Let y = v + 2x so that dy/dx = dv/dx + 2

dv/dx + 2 = 2 + √(v + 3)

dv/√(v + 3) = dx

2√(v + 3) = x + c

4v + 12 = x^2 + 2cx + c^2

4(y – 2x) + 12 = x^2 + 2cx + c^2

You finish that off

1. Let z = x+y --> dz/dx = 1 + dy/dx.

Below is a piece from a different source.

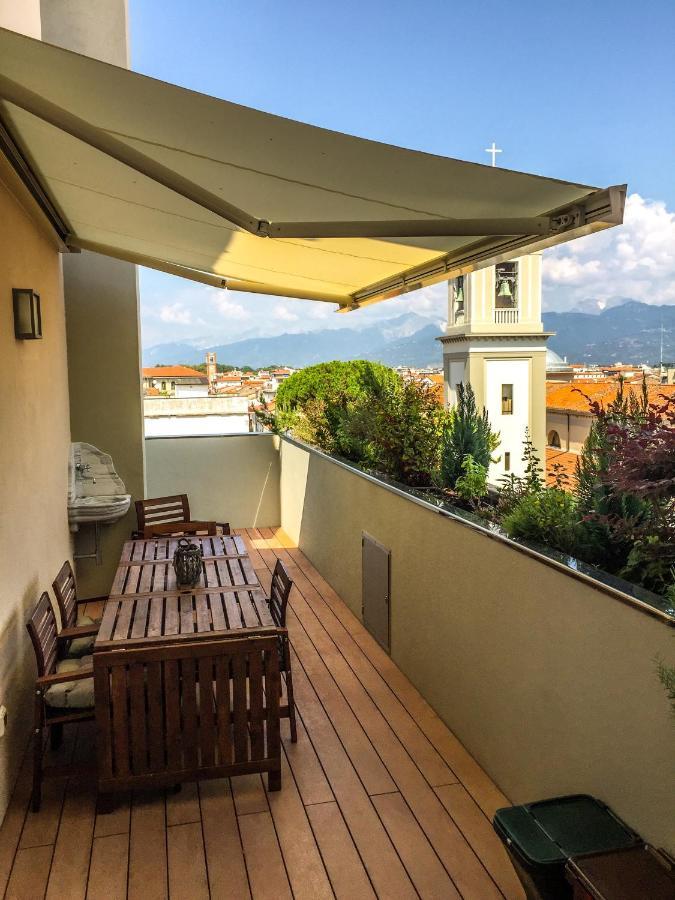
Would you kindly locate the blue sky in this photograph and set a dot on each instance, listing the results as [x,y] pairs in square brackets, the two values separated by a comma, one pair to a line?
[576,90]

Thus dz/dx - 1 = cos(z).

Rewrite as dz/(1+cos(z)) = dx.  Integrate both sides.

2. same idea. 

So, what are your answers so that we may verify with you?

PS: dont go by vama's answer(s). he made terrible mistakes. 

Done!

put z=x+y, dz/dx= 1+dy/dx=1+cos z

Integrate it. z= x+sin z+c

 dy/dx = 2 + sqrt (y − 2x + 3). Now put z=y-2x+3. dz/dx= ( dy/dx-2)=z^(1/2)

1/sqrt z dz/dx=1 integrate it. 2 sqrt z=x=2 sqrt(y-2x+3) I think that this is the answer.